A revelação dos mandantes do assassinato brutal de nossa companheira Marielle Franco e de Anderson Gomes deixou nítida uma estrutura mafiosa existente no Rio de Janeiro, com uma profunda dominação territorial a partir de uma relação estreita entre milícias, política e polícia. O PSOL sempre denunciou essa rede criminosa: na CPI das milícias, na CPI das armas, na oposição a Sérgio Cabral, Pezão, Eduardo Paes (todos do antigo PMDB) e Crivella (Republicanos), no debate sobre licenciamento ambiental, regularização fundiária e de segurança pública. Seguimos afirmando que o combate às milícias deve se dar sobre todas as suas raízes: econômicas, políticas e bélicas.

O grupo criminoso que assassinou Marielle e atentou contra a democracia brasileira não é um poder paralelo, mas sim parte do Estado. Por isso, a luta por justiça por Marielle e Anderson não termina com a prisão dos mandantes. É fundamental derrotar politicamente as forças de direita que implementam um projeto de opressão do povo em conluio com os interesses das milícias. Nesse sentido, o partido lançou a campanha “Com a milícia não tem jogo” e convida o conjunto das forças de esquerda a se somarem nessa luta, conformando uma frente que se coloque enquanto protagonista de um projeto de transformação radical do Rio de Janeiro.
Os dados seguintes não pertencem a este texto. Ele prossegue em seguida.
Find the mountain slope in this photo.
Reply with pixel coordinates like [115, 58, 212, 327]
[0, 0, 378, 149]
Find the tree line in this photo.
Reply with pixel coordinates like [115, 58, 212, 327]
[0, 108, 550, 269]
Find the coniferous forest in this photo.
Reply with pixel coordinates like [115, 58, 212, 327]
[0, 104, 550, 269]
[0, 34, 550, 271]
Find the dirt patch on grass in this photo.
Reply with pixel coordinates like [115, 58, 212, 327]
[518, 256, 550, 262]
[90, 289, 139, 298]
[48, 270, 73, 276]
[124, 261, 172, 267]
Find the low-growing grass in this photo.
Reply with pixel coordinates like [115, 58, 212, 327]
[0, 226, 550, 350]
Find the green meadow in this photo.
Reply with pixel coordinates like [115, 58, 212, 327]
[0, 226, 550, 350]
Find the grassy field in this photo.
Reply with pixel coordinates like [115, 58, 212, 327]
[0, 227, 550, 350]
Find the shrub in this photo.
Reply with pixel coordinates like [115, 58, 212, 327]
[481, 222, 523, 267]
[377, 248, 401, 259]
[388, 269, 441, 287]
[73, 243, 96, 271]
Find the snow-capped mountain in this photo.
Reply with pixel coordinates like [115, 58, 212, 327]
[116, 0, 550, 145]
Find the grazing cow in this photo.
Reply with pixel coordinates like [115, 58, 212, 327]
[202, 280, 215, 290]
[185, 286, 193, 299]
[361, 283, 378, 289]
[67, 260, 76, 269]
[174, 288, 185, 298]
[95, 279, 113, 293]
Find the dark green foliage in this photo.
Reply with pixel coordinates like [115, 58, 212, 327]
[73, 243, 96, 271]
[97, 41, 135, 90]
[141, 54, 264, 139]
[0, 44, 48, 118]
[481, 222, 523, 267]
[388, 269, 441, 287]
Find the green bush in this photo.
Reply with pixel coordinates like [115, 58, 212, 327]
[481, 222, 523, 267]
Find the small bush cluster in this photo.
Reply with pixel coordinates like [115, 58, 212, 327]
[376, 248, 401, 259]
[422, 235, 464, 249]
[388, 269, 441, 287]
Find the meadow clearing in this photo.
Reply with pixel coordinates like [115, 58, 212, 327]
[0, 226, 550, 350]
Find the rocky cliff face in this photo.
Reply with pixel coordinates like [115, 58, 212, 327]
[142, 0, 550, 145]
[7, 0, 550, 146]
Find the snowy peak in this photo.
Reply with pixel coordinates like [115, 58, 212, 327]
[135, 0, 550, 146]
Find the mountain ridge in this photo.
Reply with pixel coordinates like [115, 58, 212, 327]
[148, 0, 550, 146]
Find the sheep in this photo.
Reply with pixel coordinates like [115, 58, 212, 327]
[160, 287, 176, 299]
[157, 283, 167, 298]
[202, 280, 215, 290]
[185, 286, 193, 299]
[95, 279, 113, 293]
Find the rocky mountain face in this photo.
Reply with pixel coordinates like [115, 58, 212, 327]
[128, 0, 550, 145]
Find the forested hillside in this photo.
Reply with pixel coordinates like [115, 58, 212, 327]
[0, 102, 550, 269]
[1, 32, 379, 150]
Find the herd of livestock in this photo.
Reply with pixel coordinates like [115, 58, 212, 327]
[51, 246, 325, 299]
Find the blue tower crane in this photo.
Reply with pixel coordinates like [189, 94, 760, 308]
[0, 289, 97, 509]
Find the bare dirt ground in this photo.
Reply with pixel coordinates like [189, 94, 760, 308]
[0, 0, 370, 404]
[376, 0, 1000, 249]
A construção de uma frente de esquerda para intervir nessa conjuntura é fundamental. Cabe ao PSOL, enquanto importante partido de esquerda na cidade, liderar esse processo e estimular as construções dessa frente em todos os espaços visando ao enfrentamento à extrema-direita, ao projeto neoliberal e às milícias. É tarefa também de toda militância partidária permanecer mobilizada, nas ruas e redes, para construção de um projeto de esquerda para a cidade, compreendendo a plataforma do Se a Cidade Fosse Nossa como uma ferramenta prioritária

Portanto, orientamos toda militância do PSOL Carioca a:

– Participar do ato Justiça por Marielle e Anderson, convocado para esta sexta (5), às 18h, no Buraco do Lume. Faremos uma uma coluna unificada do partido, com bandeiras, adesivos e panfletos, reafirmando a memória de Marielle enquanto uma militante do PSOL.

– Agitar a campanha “Com a milícia não tem jogo” nas redes e em agendas que vierem a ser construídas, buscando ampliar o número de assinaturas ao manifesto e promover o debate sobre segurança pública na sociedade, a partir dos marcos programáticos do partido.

– Somar-se aos comitês territoriais do Se a Cidade Fosse Nossa já criados e, onde não houver, buscar criar, a partir da linha política de conformação de frente de esquerda, em parceria com movimentos, organizações e partidos que tenham interesse em construir.

Rio de Janeiro, 04 de abril de 2024.